The Indie Hackers Podcast #73 Building the Habits Necessary to Succeed as a Founder with James Clear
|David Senra||Jan 20, 2019|
What was the most valuable thing you had to learn when you were starting a business? Learning to trust myself. Entrepreneurship is just the ability to trust that you will figure it out. If you have this belief you will keep showing up and doing the work.
Really helpful advice I received: Try things until something comes easily. Also known as The Explore/Exploit tradeoff. At the beginning of any process there should be a broad period of exploration. When you find what is best aligned with your skillset and interests, you should exploit.
James’ email subscriber growth over 4 years: 0 👉34,000 👉 100,000 👉225,000 👉400,000.
I picked the phrase Atomic Habits for 3 reasons: (1) The word atomic means tiny or small. My core philosophy is habits should be small. (2) Atoms are the fundamental unit of a larger system. Habits are like the atoms of our lives. If you layer them on top of each other, over time you end up with a powerful system. (3) Atomic also means the source of intense energy or power. That is the overall narrative of the book. If you build a system of positive habits you can end up with remarkable results in the long run.
Habits that have helped James with work: Exercise and sleep. Weightlifting helps me deal with the psychological roller-coaster ride that being an entrepreneur puts you on. I also don’t cheat on sleep. 8 hours of sleep is the most valuable habit for productivity.

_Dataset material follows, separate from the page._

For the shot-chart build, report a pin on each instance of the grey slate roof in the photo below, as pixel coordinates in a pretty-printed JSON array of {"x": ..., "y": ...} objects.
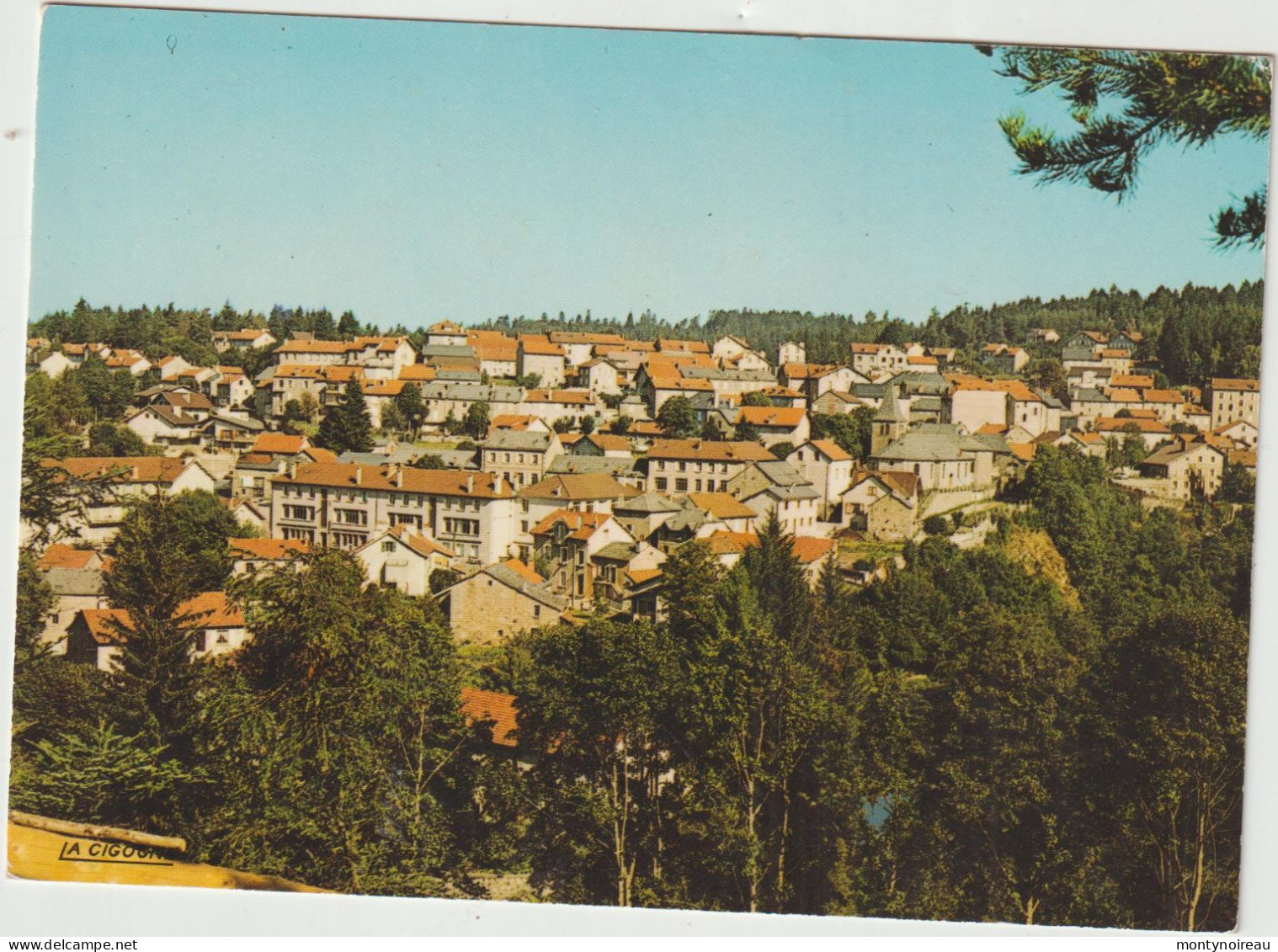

The key part of the writing process: I am not a very good writer. [Atomic Habits: An Easy & Proven Way to Build Good Habits & Break Bad Ones is a NY Times bestseller] I am a good editor. By the time I publish something it has been revised 50+ times.
Basic habit tracking is as effective as it is simple: Get a calendar. Each day you perform the habit you put an X on the day. This makes progress visual and motivating.
How did you find the time to build your business? By eliminating everything else besides a few key areas [sleep, weightlifting, wife]. I made it my life.
How James thinks about product design: Make it obvious. What do you want the person to do? Make that action as obvious as possible. Don’t make them think. [Book Recommendation on this topic: Don’t Make Me Think: A Common Sense Approach to Web Usability] And then make it easy. Making it easy is all about reducing the friction associated with your desired task.